Key Highlights
- First-quarter operating losses reached $989 million, surpassing analyst projections of an $864 million loss.
- Quarterly revenue fell approximately 36% short of forecasts following supplier complications that impacted Gravity SUV shipments.
- Earnings per share registered at ($3.46), undershooting the analyst consensus of ($2.72) by $0.74.
- The company secured $1.05 billion in fresh capital, with $200 million contributed by Uber, elevating overall liquidity to $4.7 billion.
- Year-to-date performance shows a 41% decline, with shares down 74% from their 12-month peak.
Shares of Lucid Group (LCID) dropped 6.6% during Tuesday’s regular trading session in anticipation of the company’s first-quarter financial results, followed by a further 2.7% decline in extended trading to $6.08 after disappointing figures were announced.
The electric vehicle manufacturer’s shares started the day at $6.69 before descending to an intraday bottom of $6.18.
The company reported first-quarter operating losses totaling $989 million against revenue of $282 million. Market analysts had forecast a loss of $864 million with revenue expectations hovering around $358 million. The substantial revenue shortfall — approximately 36% beneath projections — stemmed primarily from supply chain disruptions that delayed February shipments of the Gravity SUV.
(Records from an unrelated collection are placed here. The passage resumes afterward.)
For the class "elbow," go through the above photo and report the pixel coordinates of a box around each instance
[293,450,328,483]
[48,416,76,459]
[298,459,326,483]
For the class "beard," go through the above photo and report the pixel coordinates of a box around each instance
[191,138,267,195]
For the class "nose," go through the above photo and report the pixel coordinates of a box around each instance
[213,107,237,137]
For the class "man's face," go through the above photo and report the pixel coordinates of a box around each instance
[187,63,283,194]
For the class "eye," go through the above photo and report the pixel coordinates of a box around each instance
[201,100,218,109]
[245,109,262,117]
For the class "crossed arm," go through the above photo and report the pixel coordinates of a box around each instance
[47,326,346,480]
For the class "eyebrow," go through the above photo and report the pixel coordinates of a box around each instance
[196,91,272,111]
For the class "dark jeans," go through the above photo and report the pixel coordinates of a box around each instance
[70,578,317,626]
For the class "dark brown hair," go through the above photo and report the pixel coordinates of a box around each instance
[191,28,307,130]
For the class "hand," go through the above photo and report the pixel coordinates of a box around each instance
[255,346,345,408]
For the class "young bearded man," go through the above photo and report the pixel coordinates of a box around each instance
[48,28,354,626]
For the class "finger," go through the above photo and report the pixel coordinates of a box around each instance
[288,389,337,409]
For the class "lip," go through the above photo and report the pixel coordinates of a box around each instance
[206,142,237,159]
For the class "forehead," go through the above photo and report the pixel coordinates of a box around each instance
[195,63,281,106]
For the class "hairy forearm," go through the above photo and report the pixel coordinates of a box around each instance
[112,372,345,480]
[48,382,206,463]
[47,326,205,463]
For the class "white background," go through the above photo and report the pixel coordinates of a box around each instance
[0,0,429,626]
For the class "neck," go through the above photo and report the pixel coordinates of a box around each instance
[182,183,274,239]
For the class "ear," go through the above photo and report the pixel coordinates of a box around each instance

The company posted earnings per share of ($3.46), falling short of the ($2.72) Wall Street consensus estimate by $0.74. Lucid continues to face headwinds with a return on equity of negative 138.82% and a net margin of negative 207.87%.
Vehicle deliveries for the quarter totaled 3,093 units, unchanged from the same period last year. However, manufacturing output painted a more optimistic picture — the company produced 5,500 vehicles during the three-month period, representing a 149% year-over-year increase. North American order volume surged 144% in March relative to February levels.
Despite stagnant delivery figures, year-over-year revenue climbed 20%, driven by an improved product mix and higher-value vehicle sales.
Financial Position and New Capital
Lucid finalized a $1.05 billion fundraising effort in April. The financing package consisted of $550 million in convertible preferred stock from an affiliate of Saudi Arabia’s Public Investment Fund, $300 million through a registered public offering of common shares, and $200 million in equity investment from Uber — bringing the rideshare giant’s cumulative Lucid investment to $500 million.
The company concluded the first quarter with $4.7 billion in total liquidity, addressing immediate concerns about capital requirements.
Leadership changes were also announced, with Silvio Napoli stepping into the chief executive role, succeeding Marc Winterhoff.
Wall Street Perspective
Analyst sentiment remains predominantly skeptical. The overall consensus rating stands at “Reduce,” though the average price target of $12.25 represents substantial upside from current trading levels.
Cantor Fitzgerald maintained its neutral stance with a $14 price objective. TD Cowen kept its “hold” designation while slashing its target from $19 down to $10. Bank of America continues with an “underperform” rating and $10 price target. Robert W. Baird holds a neutral position with a $12 target.
Among the 11 analysts providing coverage, two recommend buying LCID, six suggest holding, and three advise selling.
The wider electric vehicle market has faced challenges. Federal purchase incentives worth $7,500 lapsed in September, contributing to a 27% year-over-year contraction in U.S. EV sales during the first quarter.
The automaker had previously projected production of 25,000–27,000 vehicles for 2026. Notably, this guidance was absent from the first-quarter earnings announcement.
LCID currently trades with a market capitalization of $2.05 billion. The stock’s 50-day moving average sits at $9.06, while its 200-day moving average stands at $11.67.